Major themes through the books are that of mating, joining, sex, and the recombination of DNA. To some it might seem over the top, but in the end I think that Butler did an amazing job of dragging the reader through the mire of what really drives us as humans to make the point that we are, at our most fundamental level, sexual creatures whose primary goal in life is to reproduce and ensure the success of the next generation. We tend to want to ignore this fact and pretentiously relegate that aspect of our humanity to a technicality or act of entertainment only. But in the world created by Butler, everything was taken away from humanity and all that remained was coming to terms with joining genetically and sexually with the Oankali, which have three genders as part of their biological framework, or living with an extended longevity and a sterile life trying in vain to find meaning. Butler adds another layer of complexity and moral questioning by forcing the reader to live a life through a few of the human’s eyes where they had to confront their own sexuality in very real terms and make life-altering decisions on such. It is only after one of Lilith’s hybrid children, Akin, who was kidnapped by the sterile human resistors and forced to live with those who refused to take part in what they considered unholy and unnatural, do the humans begin to have the Oankali hear and understand their cause. Through learning about the human part of itself, Akin made it a personal mission to convince the Oankali that the humans deserved the choice to live genetically un-joined with them if they so chose and in a place that would not be destroyed when the Oankali left. In the end, Akin left Earth to set up a colony on Mars with the commitment from the Oankali to provide what was necessary for the human’s survival; it would be a very hard life, but it would be a life free from the Oankali.

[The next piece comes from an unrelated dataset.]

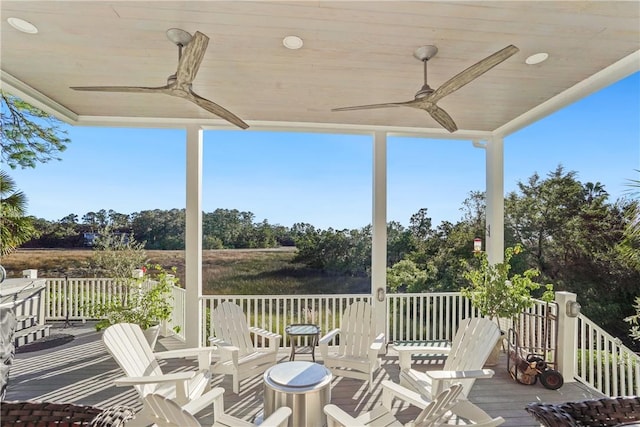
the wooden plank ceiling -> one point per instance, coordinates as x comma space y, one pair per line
354, 53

After two generations of Lilith’s Oankali-human, hybridized progeny, Jodahs, genderless and a first of its kind, when going thought its final maturation cycle had left to set up a new town that would one day grow into a colonizing ship, and would one day venture out into the stars to repeat the life cycle on another world. This new town would be the first group of truly hybridized Oankali-human unions with each generation of children becoming more different from their parents and a completely new species unto themselves.

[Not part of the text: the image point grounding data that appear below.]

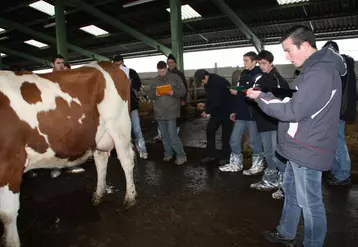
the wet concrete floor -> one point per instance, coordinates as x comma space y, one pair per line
190, 205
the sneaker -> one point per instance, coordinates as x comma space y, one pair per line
263, 186
279, 194
208, 160
55, 173
230, 168
143, 156
275, 237
180, 161
167, 158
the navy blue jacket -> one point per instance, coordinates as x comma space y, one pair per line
135, 87
244, 107
273, 79
349, 86
308, 127
218, 97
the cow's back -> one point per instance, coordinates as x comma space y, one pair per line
53, 114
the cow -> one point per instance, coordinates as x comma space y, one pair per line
59, 120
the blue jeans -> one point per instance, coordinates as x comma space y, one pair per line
171, 139
303, 191
342, 164
237, 133
269, 144
139, 139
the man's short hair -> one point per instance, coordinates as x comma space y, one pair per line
333, 44
300, 34
161, 65
67, 65
265, 55
200, 75
252, 55
58, 56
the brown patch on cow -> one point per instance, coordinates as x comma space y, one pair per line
120, 79
30, 92
85, 83
67, 136
15, 134
24, 72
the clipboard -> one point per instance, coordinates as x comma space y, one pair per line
162, 90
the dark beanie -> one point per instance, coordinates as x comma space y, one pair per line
172, 57
200, 74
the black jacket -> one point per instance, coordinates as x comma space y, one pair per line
182, 77
135, 87
218, 97
273, 79
243, 106
349, 87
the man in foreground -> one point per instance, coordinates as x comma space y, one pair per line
307, 134
167, 110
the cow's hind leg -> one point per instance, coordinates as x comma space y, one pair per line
9, 206
125, 153
101, 161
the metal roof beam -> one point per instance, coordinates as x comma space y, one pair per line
26, 56
239, 24
24, 29
121, 26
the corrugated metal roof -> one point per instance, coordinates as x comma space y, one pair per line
329, 18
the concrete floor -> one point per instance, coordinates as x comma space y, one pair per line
191, 205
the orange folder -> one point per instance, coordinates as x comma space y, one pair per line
161, 90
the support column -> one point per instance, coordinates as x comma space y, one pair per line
61, 35
176, 26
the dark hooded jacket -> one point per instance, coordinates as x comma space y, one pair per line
182, 77
308, 127
273, 79
244, 107
218, 97
349, 87
135, 87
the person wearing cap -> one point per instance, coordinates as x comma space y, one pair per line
167, 110
135, 83
242, 115
218, 106
172, 68
307, 133
267, 127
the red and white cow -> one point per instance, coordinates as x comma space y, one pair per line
59, 120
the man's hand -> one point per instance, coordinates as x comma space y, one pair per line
232, 117
200, 106
233, 91
253, 94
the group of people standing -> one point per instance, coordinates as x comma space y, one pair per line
294, 136
298, 136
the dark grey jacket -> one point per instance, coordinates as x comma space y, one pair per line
167, 107
308, 131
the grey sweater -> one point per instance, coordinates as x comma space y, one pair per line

Butler tackled other conditions of humanity and other readers have defined underlying meaning mirroring the plight of African Americans, slavery, and biblical mappings. While such themes were not readily evident to me, I will leave those interpretations for the reader to decide and draw meaning from. Butler is by all measure a unique woman in the science fiction genre with her gender, race, and cultural background. All of this unique diversity manifested in a truly unique world that still stands to teach us a little bit about ourselves.